Le vicende a cui è andata soggetta l'opera in esame sono state indagate da Alfonso Garuti nella presentazione della tavola dopo i restauri avvenuti nel 1978 (A. Garuti, 1980, pp.12-19). L'opera si trovava in origine nella chiesa di S. Nicolò, nella terza cappella della navata di sinistra, un tempo chiamata del Presepio e di patronato della famiglia Priori. All'inizio del Settecento, forse per passaggio di proprietà, viene sostituito il titolo della cappella: la nuova dedica a Sant'Anna comporta un aggiornamento della tavola, a cui si sostituisce la figura originaria di San Giovanni Battista con quella nuova di Sant'Anna, appunto, e viene cancellata la figura del committente. Il responsabile dell'intervento fu, secondo Garuti, Louis De La Forest, come dimostrerebbero confronti stilistici con interventi del pittore settecentesco nella medesima chiesa. L'allontanamento definitivo dalla cappella è da ritenersi avvenuto nel 1737, con la realizzazione della nuova ancona in scagliola policroma; la tavola continua a rimanere esposta in chiesa, davanti alla cappella di S. Rocco, fino alla alienazione dopo le soppressioni napoleoniche. Entrata a far parte della più importante raccolta d'arte carpigiana del XIX secolo, quella del Canonico Giovanni Franciosi, viene venduta dagli eredi nel 1897 a Pietro Foresti e da costui destinata al Museo Civico, dove è conservata dal 1913.

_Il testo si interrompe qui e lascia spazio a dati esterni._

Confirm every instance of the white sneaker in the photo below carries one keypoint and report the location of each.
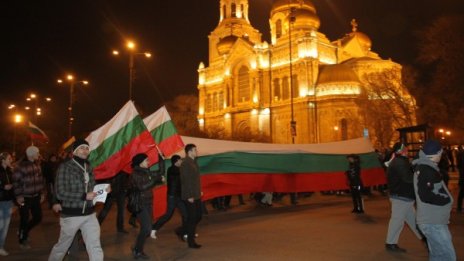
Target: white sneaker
(3, 252)
(186, 236)
(153, 234)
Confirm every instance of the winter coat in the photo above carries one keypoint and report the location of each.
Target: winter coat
(71, 189)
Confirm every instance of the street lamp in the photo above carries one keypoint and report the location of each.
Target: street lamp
(131, 47)
(292, 121)
(72, 83)
(34, 97)
(18, 118)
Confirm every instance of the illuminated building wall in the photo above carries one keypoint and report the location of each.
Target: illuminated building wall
(246, 87)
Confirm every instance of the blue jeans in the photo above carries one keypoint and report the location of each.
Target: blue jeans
(6, 208)
(439, 241)
(145, 219)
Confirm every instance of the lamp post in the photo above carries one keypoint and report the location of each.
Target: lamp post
(18, 118)
(72, 84)
(38, 110)
(292, 121)
(131, 47)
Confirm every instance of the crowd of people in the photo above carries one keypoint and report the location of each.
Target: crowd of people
(417, 191)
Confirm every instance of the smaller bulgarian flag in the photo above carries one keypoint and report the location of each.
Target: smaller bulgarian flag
(164, 132)
(67, 146)
(36, 133)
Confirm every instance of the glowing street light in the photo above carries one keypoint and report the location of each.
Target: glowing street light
(34, 97)
(131, 46)
(72, 83)
(18, 118)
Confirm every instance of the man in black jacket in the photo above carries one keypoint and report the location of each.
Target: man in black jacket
(173, 196)
(191, 192)
(402, 198)
(118, 195)
(74, 190)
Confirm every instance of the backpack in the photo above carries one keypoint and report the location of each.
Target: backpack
(134, 202)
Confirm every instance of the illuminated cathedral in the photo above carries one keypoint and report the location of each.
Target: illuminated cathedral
(300, 88)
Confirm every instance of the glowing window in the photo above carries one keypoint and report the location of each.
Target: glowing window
(233, 8)
(276, 89)
(243, 84)
(285, 88)
(278, 29)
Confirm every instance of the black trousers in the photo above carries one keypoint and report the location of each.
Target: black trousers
(460, 195)
(145, 219)
(194, 214)
(120, 199)
(173, 203)
(31, 206)
(357, 200)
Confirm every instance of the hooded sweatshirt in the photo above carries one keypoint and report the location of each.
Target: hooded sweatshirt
(433, 199)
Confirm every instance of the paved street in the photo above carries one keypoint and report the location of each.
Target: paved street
(318, 228)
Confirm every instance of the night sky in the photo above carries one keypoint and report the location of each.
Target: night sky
(45, 40)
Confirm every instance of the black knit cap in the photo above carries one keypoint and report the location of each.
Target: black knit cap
(174, 159)
(139, 158)
(432, 147)
(78, 143)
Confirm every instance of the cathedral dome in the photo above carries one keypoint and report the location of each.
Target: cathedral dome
(305, 17)
(225, 44)
(363, 39)
(337, 73)
(284, 4)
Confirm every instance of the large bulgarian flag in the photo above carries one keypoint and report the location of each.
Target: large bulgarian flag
(229, 167)
(164, 132)
(113, 145)
(36, 133)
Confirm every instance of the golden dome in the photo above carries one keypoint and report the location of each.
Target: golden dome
(306, 4)
(363, 39)
(304, 17)
(225, 44)
(336, 73)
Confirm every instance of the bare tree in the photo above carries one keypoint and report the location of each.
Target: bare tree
(385, 105)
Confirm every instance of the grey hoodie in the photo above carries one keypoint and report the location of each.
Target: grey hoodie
(434, 201)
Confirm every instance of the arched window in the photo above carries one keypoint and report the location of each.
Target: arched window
(220, 101)
(276, 89)
(215, 107)
(285, 88)
(243, 84)
(344, 128)
(233, 8)
(278, 29)
(208, 103)
(296, 88)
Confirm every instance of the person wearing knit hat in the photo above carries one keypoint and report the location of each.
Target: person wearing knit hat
(78, 144)
(434, 202)
(138, 159)
(353, 175)
(142, 181)
(32, 152)
(173, 196)
(28, 187)
(74, 184)
(402, 198)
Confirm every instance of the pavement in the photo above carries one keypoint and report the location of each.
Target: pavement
(320, 227)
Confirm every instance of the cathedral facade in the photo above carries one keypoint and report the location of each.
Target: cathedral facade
(300, 88)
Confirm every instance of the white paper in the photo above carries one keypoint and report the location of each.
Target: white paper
(100, 190)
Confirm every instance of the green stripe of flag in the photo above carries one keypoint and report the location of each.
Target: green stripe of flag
(242, 162)
(164, 131)
(117, 141)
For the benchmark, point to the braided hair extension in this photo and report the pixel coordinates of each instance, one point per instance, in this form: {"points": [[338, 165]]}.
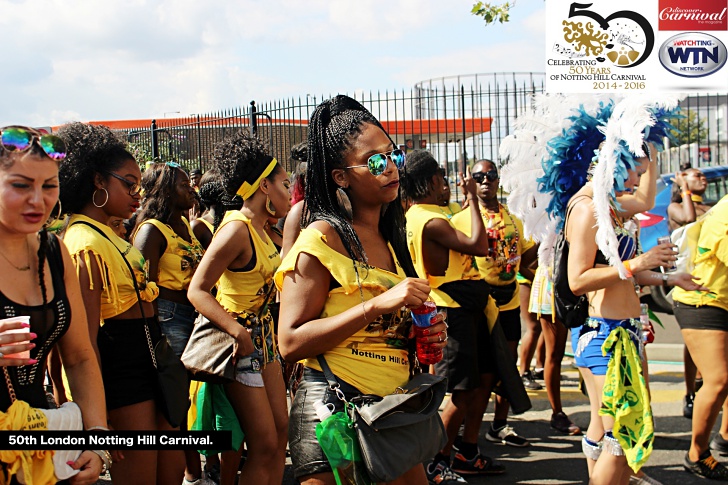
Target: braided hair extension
{"points": [[334, 124], [299, 154], [159, 185], [240, 158], [213, 196], [417, 180], [91, 150]]}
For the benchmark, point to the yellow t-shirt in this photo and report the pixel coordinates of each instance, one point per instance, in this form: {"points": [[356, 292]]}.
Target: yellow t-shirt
{"points": [[116, 282], [180, 258], [374, 359], [711, 262], [502, 268], [460, 266], [245, 291]]}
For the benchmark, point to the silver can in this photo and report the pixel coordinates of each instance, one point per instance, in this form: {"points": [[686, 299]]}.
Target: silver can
{"points": [[663, 240]]}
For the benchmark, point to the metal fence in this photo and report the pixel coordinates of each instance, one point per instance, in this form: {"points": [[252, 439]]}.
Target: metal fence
{"points": [[459, 119], [456, 122]]}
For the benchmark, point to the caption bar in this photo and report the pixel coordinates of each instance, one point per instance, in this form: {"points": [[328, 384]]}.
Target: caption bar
{"points": [[115, 440]]}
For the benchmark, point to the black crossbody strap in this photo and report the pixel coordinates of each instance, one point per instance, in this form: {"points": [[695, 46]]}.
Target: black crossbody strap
{"points": [[136, 287]]}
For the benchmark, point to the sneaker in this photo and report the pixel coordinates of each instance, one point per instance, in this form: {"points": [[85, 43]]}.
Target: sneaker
{"points": [[561, 422], [477, 465], [719, 444], [688, 406], [507, 436], [199, 481], [643, 480], [213, 473], [529, 381], [707, 467], [441, 474]]}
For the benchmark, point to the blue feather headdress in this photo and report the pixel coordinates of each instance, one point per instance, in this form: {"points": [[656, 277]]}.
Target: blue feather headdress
{"points": [[569, 157]]}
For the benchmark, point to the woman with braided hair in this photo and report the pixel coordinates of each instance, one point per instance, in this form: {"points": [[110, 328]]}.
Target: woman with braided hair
{"points": [[347, 280], [100, 179], [241, 260], [40, 282]]}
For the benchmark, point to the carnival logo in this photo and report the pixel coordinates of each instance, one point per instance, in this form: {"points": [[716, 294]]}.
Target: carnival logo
{"points": [[693, 54], [624, 38], [693, 15]]}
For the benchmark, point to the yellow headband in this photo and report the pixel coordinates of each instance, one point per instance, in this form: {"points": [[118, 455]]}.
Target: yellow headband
{"points": [[247, 190]]}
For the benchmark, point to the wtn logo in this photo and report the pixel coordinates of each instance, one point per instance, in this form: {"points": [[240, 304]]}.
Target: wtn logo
{"points": [[692, 54]]}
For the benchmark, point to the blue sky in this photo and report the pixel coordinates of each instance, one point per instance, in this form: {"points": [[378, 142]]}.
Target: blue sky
{"points": [[108, 59]]}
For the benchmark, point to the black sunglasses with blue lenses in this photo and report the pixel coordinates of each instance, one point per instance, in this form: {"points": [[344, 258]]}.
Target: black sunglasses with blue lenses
{"points": [[491, 175], [377, 163]]}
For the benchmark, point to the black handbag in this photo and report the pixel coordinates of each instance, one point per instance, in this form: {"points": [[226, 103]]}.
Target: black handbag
{"points": [[171, 374], [400, 430], [208, 355], [571, 310]]}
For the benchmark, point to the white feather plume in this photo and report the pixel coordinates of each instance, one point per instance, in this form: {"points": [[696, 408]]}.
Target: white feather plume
{"points": [[627, 123]]}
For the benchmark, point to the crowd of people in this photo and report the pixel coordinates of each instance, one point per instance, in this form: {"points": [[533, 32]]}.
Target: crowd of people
{"points": [[316, 272]]}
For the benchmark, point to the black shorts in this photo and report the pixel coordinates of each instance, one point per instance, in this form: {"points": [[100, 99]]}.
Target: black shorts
{"points": [[126, 363], [306, 454], [511, 324], [467, 355], [700, 318]]}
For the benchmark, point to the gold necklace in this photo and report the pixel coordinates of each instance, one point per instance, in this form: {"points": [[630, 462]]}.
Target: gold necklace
{"points": [[21, 268]]}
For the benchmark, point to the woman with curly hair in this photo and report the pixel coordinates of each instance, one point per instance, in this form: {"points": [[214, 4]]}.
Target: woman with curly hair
{"points": [[40, 282], [241, 260], [100, 179], [165, 239], [346, 280]]}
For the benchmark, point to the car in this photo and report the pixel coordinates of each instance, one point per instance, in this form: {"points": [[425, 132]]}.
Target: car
{"points": [[653, 223]]}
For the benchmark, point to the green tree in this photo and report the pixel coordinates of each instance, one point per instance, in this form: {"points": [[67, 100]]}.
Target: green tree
{"points": [[690, 129], [498, 12]]}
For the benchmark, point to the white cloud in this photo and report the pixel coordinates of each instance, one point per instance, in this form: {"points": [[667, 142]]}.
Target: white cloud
{"points": [[114, 59]]}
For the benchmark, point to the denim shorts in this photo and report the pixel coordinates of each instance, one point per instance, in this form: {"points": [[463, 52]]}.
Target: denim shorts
{"points": [[588, 339], [248, 368], [306, 454], [176, 321]]}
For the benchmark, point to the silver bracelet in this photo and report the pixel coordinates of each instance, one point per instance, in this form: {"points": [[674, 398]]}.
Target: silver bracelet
{"points": [[105, 459]]}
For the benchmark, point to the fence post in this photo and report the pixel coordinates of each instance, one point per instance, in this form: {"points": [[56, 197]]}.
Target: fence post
{"points": [[155, 141], [253, 119]]}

L'assegnazione della tavola a Bernardino Loschi è recente e riportata dalla letteratura locale del XX secolo. Nonostante il regesto dei documenti relativi al Loschi, condotto recentemente e in maniera approfondita da Morena Leporati (M. Leporati, Bernardino Loschi e Giovanni Del Sega a Carpi: la pittura rinascimentale alla corte di Alberto III Pio, 2 voll., Tesi di laurea, anno acc. 1990-91, Università degli Studi di Bologna), non abbia portato alla luce testimonianze riferibili al rapporto di committenza con la famiglia Priori, i critici concordano nel sostenere l'attribuzione al Loschi per ragioni stilistiche e di riferimento ad altre tre Natività, di cui una, la lunetta ad affresco già nella chiesa della Sagra e ora in Museo, riporta il nome "Rodulfo Priori", il committente raffigurato alla destra della tavola in questione. La morte del Priori nel 1506, costituirebbe la data ante quem per la realizzazione della tavola da parte del Loschi.
La restituzione dell'opera alla sua originaria redazione grazie agli interventi di restauro, ha permesso una più approfondita analisi critica anche dei modi pittorici di Bernardino Loschi. Garuti sottolinea come l'immagine del committente, resa in modo acuto e penetrante, sia "una delle cose più alte del Loschi" (A. Garuti, 1980, p. 16), e la Leporati (M. Leporati, 1990-91, tomo II, p. 222) la definisce un vero e proprio ritratto, estraneo all'atmosfera fiabesca dell'intera composizione, quasi una rappresentazione a sé. Ancora una volta è dimostrato l'eclettismo di Bernardino Loschi, che nonostante il ricordo di motivi arcaici, dimostra di saper fondere diverse culture figurative, legandosi al realismo lombardo e alla più devota pittura ferrarese di primo Cinquecento.